La jota es la letra antes de la K

Lo que debe Pemex está considerado, una deuda casi soberana.

 

                ¡No me diga! ¡ay, qué raro!

                Sí, señor, pues muy claro lo sé

                que la jota es un baile

                donde truenan los dedos, y ¡olé!

                Francisco Gabilondo Soler, La jota de la J

El pronunciamiento de ayer por la mañana, del presidente López Obrador alrededor de la recalificacion de la capacidad crediticia de Pemex por parte de una de las tres, la menor, más importantes calificadoras económicas de los Estados Unidos, la fitch, fue tan inmediato como superficial.

El Presidente acusó a la Fitch de ser hipócrita al degradar la capacidad financiera cuando en el régimen pasado patrocinaron con entusiasmo la Reforma Energética que, según López Obrador, propició la corrupción que nos tiene como nos tiene. La actitud presidencial puede provocar el aplauso nacionalista de quienes consideran con razón que los bancos y las empresas financieras no son hermanitas de la caridad, sino pulpos ansiosos de ganancias.

Sin embargo, por encima de ello hay que verlo como el choque de dos cosmogonías ante un mismo fenómeno económico: el enfoque estrictamente técnico, económico, y la actitud en donde la política toma el papel protagónico.
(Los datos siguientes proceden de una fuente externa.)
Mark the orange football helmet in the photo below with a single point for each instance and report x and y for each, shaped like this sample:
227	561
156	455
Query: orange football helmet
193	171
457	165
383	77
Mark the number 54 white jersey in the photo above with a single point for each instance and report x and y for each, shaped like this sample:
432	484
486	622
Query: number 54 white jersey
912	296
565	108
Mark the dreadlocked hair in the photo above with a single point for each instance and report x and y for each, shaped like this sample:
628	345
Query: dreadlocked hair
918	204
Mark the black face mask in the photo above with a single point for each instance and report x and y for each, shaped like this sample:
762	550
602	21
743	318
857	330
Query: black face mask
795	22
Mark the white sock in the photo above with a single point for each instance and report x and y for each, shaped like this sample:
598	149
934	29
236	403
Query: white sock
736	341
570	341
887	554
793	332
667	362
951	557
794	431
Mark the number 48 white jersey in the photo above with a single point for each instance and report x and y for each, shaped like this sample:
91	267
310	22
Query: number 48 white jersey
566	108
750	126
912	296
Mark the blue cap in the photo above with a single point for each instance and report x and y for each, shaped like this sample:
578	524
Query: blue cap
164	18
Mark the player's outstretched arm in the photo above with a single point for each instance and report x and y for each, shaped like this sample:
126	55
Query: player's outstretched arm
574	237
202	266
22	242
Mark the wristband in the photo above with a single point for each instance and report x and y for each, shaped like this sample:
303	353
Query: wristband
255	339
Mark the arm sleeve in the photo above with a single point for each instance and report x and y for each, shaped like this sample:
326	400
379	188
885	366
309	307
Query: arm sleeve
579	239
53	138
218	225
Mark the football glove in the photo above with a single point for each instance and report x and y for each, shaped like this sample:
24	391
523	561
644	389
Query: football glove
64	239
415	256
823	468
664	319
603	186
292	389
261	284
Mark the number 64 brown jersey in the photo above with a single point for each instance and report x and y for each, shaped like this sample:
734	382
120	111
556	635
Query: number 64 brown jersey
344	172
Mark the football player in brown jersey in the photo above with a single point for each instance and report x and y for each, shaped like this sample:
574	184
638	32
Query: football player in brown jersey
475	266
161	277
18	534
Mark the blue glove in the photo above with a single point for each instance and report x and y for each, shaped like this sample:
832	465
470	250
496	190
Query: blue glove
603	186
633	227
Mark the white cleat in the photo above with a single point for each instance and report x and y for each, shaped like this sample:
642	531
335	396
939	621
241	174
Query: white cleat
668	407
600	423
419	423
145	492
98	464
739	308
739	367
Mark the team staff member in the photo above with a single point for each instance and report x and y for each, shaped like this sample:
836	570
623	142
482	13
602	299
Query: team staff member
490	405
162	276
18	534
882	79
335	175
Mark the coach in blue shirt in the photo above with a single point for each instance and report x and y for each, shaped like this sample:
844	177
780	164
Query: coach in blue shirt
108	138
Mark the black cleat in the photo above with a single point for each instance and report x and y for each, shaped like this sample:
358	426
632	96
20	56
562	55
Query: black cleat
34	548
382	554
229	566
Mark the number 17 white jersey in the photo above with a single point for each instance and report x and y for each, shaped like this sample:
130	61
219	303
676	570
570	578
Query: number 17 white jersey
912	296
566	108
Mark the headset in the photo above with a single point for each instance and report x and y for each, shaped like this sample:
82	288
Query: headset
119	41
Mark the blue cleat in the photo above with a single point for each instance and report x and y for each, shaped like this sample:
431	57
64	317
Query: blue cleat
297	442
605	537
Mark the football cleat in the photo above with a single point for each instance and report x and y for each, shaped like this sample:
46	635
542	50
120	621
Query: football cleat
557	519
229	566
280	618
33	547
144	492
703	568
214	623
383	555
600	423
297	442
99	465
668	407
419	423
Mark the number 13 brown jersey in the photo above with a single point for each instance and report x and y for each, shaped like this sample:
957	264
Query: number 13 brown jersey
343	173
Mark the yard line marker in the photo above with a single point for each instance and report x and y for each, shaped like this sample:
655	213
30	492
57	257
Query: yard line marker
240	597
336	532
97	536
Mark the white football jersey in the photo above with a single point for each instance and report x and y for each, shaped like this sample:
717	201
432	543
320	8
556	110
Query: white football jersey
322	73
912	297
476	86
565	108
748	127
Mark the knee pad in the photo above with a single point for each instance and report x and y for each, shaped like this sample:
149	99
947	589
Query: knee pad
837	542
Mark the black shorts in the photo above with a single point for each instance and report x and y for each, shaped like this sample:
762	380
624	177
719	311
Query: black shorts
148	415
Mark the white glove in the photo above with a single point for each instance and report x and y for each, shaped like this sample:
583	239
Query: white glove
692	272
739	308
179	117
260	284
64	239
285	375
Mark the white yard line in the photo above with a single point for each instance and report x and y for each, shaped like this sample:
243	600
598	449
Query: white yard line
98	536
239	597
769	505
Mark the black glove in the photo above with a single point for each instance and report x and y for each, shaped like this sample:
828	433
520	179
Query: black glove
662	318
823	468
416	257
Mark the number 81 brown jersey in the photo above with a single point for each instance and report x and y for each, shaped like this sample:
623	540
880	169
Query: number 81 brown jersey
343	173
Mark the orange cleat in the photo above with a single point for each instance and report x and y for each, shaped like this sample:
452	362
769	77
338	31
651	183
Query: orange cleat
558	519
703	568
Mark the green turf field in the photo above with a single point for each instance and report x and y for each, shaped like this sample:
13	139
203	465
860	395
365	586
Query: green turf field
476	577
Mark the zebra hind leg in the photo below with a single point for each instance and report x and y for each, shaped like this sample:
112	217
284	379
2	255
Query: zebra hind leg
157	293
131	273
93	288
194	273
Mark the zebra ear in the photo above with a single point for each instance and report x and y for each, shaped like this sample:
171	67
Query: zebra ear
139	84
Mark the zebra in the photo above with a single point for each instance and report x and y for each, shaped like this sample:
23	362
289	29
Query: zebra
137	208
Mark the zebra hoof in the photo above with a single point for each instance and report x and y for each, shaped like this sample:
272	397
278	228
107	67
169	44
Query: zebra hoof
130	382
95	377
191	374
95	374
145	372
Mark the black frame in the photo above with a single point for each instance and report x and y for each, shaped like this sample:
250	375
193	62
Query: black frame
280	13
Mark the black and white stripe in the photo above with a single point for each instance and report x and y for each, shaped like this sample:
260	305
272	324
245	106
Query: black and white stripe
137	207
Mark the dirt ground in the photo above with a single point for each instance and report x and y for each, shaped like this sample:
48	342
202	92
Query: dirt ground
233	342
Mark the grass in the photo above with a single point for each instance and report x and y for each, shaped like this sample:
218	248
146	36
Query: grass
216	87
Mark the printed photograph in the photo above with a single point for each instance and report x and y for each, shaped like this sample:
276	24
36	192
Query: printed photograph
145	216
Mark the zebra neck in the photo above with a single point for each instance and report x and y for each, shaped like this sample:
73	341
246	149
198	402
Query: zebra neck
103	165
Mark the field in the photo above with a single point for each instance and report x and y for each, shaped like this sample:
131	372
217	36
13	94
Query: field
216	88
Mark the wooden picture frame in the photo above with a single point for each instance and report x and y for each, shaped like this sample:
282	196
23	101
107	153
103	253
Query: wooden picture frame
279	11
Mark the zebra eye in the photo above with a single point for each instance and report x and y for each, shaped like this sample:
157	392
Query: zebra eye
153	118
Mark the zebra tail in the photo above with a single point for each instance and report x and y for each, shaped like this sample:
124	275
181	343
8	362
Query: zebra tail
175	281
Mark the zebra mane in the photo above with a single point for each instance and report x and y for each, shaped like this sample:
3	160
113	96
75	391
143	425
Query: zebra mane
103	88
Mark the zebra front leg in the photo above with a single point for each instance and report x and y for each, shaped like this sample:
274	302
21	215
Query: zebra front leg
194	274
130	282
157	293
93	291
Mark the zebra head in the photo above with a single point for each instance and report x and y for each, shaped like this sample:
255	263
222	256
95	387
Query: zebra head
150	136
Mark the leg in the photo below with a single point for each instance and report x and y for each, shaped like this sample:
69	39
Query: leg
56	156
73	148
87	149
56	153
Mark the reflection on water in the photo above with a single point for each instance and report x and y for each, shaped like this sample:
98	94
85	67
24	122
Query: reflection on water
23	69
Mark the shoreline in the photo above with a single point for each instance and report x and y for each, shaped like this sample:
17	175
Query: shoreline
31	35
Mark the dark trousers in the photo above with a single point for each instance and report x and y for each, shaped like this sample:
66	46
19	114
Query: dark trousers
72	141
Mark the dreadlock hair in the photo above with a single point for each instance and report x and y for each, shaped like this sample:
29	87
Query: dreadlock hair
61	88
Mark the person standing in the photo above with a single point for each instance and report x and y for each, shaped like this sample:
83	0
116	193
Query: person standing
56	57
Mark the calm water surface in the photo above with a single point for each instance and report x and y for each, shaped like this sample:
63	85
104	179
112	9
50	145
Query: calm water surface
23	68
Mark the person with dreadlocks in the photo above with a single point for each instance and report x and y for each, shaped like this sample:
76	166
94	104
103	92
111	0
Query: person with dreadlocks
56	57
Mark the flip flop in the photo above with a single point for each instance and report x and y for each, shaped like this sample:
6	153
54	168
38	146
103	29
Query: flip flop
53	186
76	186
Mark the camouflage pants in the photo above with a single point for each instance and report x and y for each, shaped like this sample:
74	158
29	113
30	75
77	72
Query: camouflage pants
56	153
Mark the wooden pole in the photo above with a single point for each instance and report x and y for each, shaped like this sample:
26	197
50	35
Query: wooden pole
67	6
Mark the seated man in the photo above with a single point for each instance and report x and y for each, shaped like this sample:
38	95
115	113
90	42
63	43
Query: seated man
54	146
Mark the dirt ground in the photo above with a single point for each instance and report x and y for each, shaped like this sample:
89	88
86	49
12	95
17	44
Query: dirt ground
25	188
Pemex es la empresa petrolera más endeudada del mundo. Tiene pasivos financieros por 106 mil millones de dólares. Para dar un abono al servicio de esta deuda —esto quiere decir pagar algo de los intereses— hay que volver a pedir prestado. Con la diferencia de que ahora, al pasar la deuda de la petrolera mexicana de la categoría BBB+ a la de BBB menos, el crédito va a ser más caro. En términos anualizados eso traerá, me dicen, un boquete de veinte mil millones más.

Lo que debe Pemex está considerado, en la parla económica, una deuda casi soberana. Esto quiere decir, solamente, que lo que la petrolera debe está avalado por el gobierno de México y su deuda soberana y, que en caso necesario, el Estado se hará cargo del pago. La deuda soberana de cada país, para que sea preocupante, debe superar el 60 por ciento de su PIB. Hace cinco años, nuestro país andaba en

el cuarenta por ciento. La confiabilidad de la deuda soberana de México se debe a que tiene un banco central sólido y autónomo y un régimen fiscal firme, entre otros factores.

Si la capacidad crediticia de Pemex se sigue deteriorando a los ojos de las tres calificadoras principales, un sólo grado más abajo, las notas de deuda de la petrolera serían consideradas basura y la deuda tendría que ser tomada por el Estado como parte de su deuda soberana y eso no le conviene a Pemex; no le conviene a México.

El asunto es que los señores del capital abrigan temores por la política petrolera del nuevo gobierno. Se dice que la presentación que recientemente hizo a los inversionistas, en Nueva York, el director corporativo de Finanzas de Pemex, Alberto Velázquez, dejó muy mala impresión. No tenía idea del negocio, dijeron los analistas; creo que su dominio del idioma inglés no es óptimo. Pero la desconfianza reside más bien en la estrategia que Pemex tiene a futuro inmediato. Según Fitch, Pemex necesita para exploración y producción alrededor de 15 mil millones de dólares; en 2018, el presupuesto de la empresa fue de cuatro mil 500.

Los criterios políticos predominan por encima de los técnicos y la dependencia de Pemex del apoyo del gobierno se ha incrementado y ninguna de esas dos actitudes abonan a favor de una mayor confianza de los dueños del dinero. En lo personal, a mí no me hace feliz que me cobren las tarjetas de crédito. Pero de que las tengo que pagar, las tengo que pagar; la jota es la letra antes de la K y las letras de cambio se pagan cuando se vencen.

Y, como decía don Teofilito, si se vence el acero…

PILÓN.- Vimos la otra mañana, literalmente, una venta de garage. Más de un centenar de vehículos negros, mayormente camionetas se pondrán en subasta el sábado y el domingo de la entrega de los Premios Oscar, en la Base Aérea de Santa Lucía. Son vehículos que ya habíamos visto transportando en caravana a altos funcionarios del gobierno o a sus familias. No me alcanza mi domingo para meter los dos millones de pesos que es la puja inicial para el carrazo que me gustó. De todas maneras, me queda claro que los ganones van a ser los poderosos loteros de autos de medio cachete, que disponen de los fondos para quedarse con tan jugoso lote. Buen provecho.